En un momento de sus charlas, David trajo a colación la máxima de otro importantísimo pensador libertario fallecido hace casi dos décadas: Murray Rothbard. De acuerdo con David y Murray: “Las funciones del Estado se dividen en dos: aquellas que se pueden privatizar y aquellas que se pueden eliminar”. La frase es toda una declaración de los objetivos últimos del movimiento liberal-libertario y a muchos, ajenos a debate tan apasionante, puede parecerles un slogan absolutamente alejado de la cruda realidad que en estos momentos atraviesan España y otros países de la periferia europea.
Un debate de actualidad
Sin embargo, mal haríamos en rechazar de plano el rico contenido que semejante sentencia posee, pues, pese a las apariencias, no podría estar más de actualidad. Al fin y al cabo, buena parte del estancamiento y de la depresión de nuestras economías actuales se debe a la hipertrofia de un Estado muy superior al que los debilitados sectores privados actuales se pueden permitir. De hecho, en mi libro Una alternativa liberal para salir de la crisis, planteo como paso imprescindible para la recuperación el pinchazo de la burbuja estatal –el concienzudo adelgazamiento del gasto público– que nos permita evitar el colapso. Son muchos quienes, empero, rechazan instintivamente cualquier reducción del tamaño del Estado por cuanto han sentido en sus propias carnes cuánto les han perjudicado las que ya hemos experimentado.
Y ciertamente, en tanto el Estado reparte numerosas rentas y prebendas, el quedarse sin alpiste (tras reventar la burbuja inmobiliaria que le nutría de fondos) va a obligar a que mucha gente salga escaldada y perjudicada (del mismo modo que el pinchazo de la mentada burbuja inmobiliaria dejó a promotores y obreros de la construcción sin ingresos). Ahora bien, dentro de las inevitables molestias que causará un Estado con menos pan y circo que ofrecer, es evidente que los recortes pueden efectuarse minimizando el malestar –o, mejor dicho, multiplicando el bienestar– de unos ciudadanos que, en su mayoría, son clientes cautivos de ese Estado. ¿Cómo? Pues aplicándonos la máxima anterior: primero, identifiquemos todas las funciones actuales del Estado que o son directamente dañinas (legislación anticompetencia, subvenciones a empresas, burocracias arancelarias, intromisión regulatoria en la legislación empresarial, barreras de entrada en los mercados, etc.) o del todo prescindibles (superestructura de cargos políticos o empresas públicas que son simples agencias de colocación y capturadoras de rentas) para, inmediatamente a reglón seguido, comenzar por lo privatizable (básicamente, todo lo demás).
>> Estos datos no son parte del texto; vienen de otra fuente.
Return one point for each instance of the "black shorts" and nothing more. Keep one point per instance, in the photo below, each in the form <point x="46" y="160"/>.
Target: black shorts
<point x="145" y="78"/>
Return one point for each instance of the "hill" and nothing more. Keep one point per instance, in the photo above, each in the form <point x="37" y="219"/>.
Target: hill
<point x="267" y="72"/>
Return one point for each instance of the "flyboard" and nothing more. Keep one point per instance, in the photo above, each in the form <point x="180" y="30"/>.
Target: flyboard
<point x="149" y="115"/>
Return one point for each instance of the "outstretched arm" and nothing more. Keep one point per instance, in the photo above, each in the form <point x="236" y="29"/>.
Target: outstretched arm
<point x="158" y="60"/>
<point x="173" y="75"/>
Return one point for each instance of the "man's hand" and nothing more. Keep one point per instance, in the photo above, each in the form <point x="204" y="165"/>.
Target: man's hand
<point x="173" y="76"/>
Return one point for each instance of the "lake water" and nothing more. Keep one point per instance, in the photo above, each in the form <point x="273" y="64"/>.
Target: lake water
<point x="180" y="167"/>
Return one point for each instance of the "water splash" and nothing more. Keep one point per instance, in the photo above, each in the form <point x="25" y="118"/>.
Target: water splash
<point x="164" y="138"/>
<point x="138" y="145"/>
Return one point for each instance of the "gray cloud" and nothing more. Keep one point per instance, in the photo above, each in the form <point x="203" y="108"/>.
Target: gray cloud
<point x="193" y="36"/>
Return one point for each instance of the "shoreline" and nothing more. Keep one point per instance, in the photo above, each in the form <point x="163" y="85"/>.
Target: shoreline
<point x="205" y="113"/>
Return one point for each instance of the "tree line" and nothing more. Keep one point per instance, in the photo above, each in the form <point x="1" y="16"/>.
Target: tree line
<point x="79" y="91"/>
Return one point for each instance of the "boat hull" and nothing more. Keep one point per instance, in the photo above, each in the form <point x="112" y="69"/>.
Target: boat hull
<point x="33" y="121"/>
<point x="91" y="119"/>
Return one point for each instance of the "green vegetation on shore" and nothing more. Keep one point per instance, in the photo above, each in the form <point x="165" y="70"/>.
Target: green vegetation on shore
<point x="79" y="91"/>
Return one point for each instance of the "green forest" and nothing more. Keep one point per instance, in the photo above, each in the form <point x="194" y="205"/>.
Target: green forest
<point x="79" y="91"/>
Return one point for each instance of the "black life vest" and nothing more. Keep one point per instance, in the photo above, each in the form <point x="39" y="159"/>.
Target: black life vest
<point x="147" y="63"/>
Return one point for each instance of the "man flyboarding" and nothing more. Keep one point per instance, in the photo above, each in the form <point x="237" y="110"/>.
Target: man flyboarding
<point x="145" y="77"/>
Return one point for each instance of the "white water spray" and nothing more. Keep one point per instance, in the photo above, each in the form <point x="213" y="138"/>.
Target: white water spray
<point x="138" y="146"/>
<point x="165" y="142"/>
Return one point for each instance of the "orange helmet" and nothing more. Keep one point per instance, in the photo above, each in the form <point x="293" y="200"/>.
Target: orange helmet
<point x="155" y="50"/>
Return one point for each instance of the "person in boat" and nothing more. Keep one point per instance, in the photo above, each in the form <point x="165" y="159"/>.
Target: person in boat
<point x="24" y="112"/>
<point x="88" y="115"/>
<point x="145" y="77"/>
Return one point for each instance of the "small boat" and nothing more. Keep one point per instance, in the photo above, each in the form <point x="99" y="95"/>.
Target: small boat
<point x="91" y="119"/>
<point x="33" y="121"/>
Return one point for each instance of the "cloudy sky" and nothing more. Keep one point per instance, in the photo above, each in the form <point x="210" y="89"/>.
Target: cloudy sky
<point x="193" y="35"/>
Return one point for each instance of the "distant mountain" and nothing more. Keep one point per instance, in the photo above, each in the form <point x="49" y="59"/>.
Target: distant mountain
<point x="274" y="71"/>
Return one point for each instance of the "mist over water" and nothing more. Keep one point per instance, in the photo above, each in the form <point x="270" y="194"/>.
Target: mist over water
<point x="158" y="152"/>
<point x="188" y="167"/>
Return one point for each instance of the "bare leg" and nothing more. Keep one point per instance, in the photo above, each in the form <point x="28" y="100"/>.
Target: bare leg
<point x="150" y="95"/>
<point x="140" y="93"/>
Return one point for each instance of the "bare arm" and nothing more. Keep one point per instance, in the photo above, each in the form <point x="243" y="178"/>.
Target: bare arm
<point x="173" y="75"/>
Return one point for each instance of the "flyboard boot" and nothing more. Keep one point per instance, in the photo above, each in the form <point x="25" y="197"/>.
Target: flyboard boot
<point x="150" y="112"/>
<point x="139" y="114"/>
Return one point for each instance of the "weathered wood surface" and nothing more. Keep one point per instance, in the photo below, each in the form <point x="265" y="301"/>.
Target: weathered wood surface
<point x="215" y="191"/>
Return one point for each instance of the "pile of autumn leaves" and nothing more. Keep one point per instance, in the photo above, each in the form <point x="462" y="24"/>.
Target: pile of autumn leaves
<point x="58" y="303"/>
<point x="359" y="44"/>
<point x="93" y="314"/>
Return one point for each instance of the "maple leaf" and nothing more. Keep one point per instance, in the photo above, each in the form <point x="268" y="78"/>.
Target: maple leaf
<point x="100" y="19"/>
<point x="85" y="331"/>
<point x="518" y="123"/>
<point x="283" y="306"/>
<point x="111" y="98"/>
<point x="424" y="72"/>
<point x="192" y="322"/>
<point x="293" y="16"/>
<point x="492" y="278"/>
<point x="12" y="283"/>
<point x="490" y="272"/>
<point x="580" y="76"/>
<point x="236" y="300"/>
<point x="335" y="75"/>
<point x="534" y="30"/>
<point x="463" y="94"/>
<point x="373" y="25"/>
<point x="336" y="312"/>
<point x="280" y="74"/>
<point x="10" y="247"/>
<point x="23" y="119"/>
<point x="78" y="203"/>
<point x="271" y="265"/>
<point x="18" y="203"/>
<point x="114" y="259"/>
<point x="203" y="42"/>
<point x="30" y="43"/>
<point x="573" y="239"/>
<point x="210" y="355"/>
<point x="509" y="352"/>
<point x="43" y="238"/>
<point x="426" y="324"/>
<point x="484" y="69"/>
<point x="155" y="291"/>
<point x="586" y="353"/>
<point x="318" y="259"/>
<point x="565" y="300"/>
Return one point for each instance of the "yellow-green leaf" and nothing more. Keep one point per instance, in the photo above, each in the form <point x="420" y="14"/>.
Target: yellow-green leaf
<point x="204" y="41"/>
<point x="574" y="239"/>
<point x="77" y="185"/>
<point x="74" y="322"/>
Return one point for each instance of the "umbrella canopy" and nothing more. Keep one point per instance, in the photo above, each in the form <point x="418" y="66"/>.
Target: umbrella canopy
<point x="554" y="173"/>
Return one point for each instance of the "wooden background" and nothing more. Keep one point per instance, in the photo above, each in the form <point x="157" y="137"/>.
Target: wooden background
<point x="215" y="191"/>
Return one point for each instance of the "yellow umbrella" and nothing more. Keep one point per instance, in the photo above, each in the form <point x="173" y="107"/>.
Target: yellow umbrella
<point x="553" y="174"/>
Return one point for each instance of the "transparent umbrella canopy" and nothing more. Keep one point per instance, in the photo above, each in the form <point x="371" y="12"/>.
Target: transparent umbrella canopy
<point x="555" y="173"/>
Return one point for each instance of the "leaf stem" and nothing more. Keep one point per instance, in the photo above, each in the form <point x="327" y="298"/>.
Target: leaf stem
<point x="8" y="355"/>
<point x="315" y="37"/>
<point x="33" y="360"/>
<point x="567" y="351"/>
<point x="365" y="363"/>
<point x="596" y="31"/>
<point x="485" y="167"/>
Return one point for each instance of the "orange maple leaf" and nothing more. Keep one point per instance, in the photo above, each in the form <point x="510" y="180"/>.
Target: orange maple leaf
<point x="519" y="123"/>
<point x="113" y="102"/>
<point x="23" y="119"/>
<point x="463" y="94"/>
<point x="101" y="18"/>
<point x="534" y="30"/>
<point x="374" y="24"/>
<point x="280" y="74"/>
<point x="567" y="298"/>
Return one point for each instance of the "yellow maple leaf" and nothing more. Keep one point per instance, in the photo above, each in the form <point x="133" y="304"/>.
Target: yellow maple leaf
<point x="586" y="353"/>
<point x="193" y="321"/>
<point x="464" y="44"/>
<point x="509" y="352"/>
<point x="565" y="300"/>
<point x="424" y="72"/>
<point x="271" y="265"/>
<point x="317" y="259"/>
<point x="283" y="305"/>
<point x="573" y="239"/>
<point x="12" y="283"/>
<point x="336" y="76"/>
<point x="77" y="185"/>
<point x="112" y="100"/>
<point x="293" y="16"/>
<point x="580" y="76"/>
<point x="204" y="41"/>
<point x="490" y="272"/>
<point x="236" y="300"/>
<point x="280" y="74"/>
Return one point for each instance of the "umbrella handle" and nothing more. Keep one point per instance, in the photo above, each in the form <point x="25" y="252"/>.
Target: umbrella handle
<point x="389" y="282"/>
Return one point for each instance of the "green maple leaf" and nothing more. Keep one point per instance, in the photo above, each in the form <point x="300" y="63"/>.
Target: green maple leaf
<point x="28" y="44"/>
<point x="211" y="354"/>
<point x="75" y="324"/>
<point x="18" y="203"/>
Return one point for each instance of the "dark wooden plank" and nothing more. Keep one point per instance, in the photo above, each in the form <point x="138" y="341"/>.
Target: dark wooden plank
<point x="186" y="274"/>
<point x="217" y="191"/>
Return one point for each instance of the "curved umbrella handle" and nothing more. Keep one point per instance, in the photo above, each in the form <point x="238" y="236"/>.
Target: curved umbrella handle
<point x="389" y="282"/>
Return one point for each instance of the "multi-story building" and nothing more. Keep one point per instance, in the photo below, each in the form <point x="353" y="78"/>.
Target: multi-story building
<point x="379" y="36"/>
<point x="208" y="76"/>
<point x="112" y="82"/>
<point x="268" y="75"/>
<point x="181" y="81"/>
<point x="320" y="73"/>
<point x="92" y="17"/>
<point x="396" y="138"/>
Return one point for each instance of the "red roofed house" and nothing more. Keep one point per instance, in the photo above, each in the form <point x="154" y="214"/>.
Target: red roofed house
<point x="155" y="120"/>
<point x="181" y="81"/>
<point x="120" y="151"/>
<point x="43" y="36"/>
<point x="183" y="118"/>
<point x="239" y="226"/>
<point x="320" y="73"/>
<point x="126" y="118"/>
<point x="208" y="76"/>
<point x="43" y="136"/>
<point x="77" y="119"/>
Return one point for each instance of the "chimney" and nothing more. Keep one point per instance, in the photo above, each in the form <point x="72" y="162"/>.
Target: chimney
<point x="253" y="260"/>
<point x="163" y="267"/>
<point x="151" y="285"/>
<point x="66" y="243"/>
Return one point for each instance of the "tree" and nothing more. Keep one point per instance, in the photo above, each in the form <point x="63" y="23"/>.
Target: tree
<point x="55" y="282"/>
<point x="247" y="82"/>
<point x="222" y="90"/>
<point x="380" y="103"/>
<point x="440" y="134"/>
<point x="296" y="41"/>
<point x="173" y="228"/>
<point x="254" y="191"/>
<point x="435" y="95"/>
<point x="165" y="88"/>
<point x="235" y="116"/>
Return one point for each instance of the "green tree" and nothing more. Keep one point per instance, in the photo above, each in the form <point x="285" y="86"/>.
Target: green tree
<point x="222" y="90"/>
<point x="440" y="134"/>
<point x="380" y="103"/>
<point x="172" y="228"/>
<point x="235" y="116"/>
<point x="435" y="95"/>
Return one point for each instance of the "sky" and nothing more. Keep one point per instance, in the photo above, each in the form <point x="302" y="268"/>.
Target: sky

Dentro de lo privatizable habría que distinguir, a su vez, entre aquello que el mercado seguiría proporcionando sin un coste para el consumidor directo (privatizaciones de las televisiones públicas, de la moneda, de la promoción del deporte y de la cultura, etc.) y aquellos que inevitablemente se financiaría vía precios y que, por tanto, acarrearía un coste explícito para sus consumidores (privatización de la educación, de la sanidad, de las pensiones o de ciertas empresas públicas que proporcionen servicios de utilidad). Las primeras pueden trasladarse al mercado de inmediato y sin molestia alguna por parte de los ciudadanos (salvo de los grupos de presión que vivan de ellas). Las segundas, sólo si no se mantiene la asfixiante presión fiscal actual y si se liberalizan lo suficiente tales sectores como para que se oferten servicios con muy variopintas condiciones; en caso contrario, la privatización funcionará mucho peor de lo que podría e inevitablemente degenerará en rechazo social.
El problema de las privatizaciones parciales
Al cabo, ¿qué cabe prever que suceda con un servicio al que el Estado le fija buena parte de sus contenidos y de su inflada estructura de costes en un contexto de altísima exacción tributaria de rentas? Pues que gran parte de su potencial clientela será simplemente excluida: los empresarios no podrán ofertar los bienes tan baratos y con tanta calidad como en realidad les sería posible (por culpa de las restricciones estatales de la oferta) y muchos consumidores no podrán pagar sus agigantados precios (por culpa de la rapiña fiscal de la demanda). Ejemplos los tenemos a patadas: el privado pero ultrarregulado sector eléctrico español, la privada pero hipersocializada sanidad estadounidense o una eventual educación privada que se siguiera sometiendo el corsé del sistema de enseñanza nacional en lugar de permitir su auténtica revolución vía múltiples modelos de negocio competitivos (educación online,homeschooling, cooperativas de profesores, enseñanza reglada en el interior de las empresas, combinación flexible de todas ellas en itinerarios formativos flexibles, etc.).
En definitiva, si aspiramos a lograr una sociedad más libre y más próspera, tendremos inevitablemente que reformar nuestro Estado, tanto para reducir su tamaño cuanto para restringir su ámbito de actuación. Sin embargo, un empeño tan saludable encontrará, a buen seguro, un frontal rechazo de, primero, los receptores netos de rentas de ese Estado y, segundo, buena parte de unos contribuyentes netos que, paradójicamente, contemplan esta imprescindible reforma como una amenaza y no como una oportunidad para multiplicar su bienestar. A los aquéllos será difícil convencerles de que el Estado –su Estado– tiene que retraerse (aunque no es imposible, pues las desventajas que les atañen pueden verse compensadas con ganancias en el resto de áreas privatizadas); a éstos, sólo si no afrontamos el proceso de reforma de manera lógica y coherente: primero, suprimir las funciones del Estado prescindibles (en especial, las contraproducentes); segundo, o simultáneamente, privatizar los cometidos útiles que el sector privado pueda desempeñar en estos momentos sin coste o a muy bajo coste para el consumidor; tercero, privatizar las funciones útiles y costosas de sufragar mientras se procede a su profunda liberalización y a una intensísima reducción de impuestos.
En España, por desgracia, estamos asistiendo a un proceso descoordinado de privatizaciones muy parciales con sangrantes subidas de impuestos que en absoluto garantizan su éxito final. En tal caso, lejos de reducir el asfixiante peso del Estado en nuestras sociedades, terminaremos viéndole recuperar un poder todavía mayor. El caos es el caldo de cultivo preferido por el Leviatán, y nada más efectivo para seguir creciendo que generar o favorecer la extensión de ese caos mediante reformas muy sesgadas, muy limitadas y condenadas de antemano al fracaso. Primero eliminemos lo eliminable; luego privaticemos lo menos gravoso; y finalmente hagámosle retroceder en todo lo demás.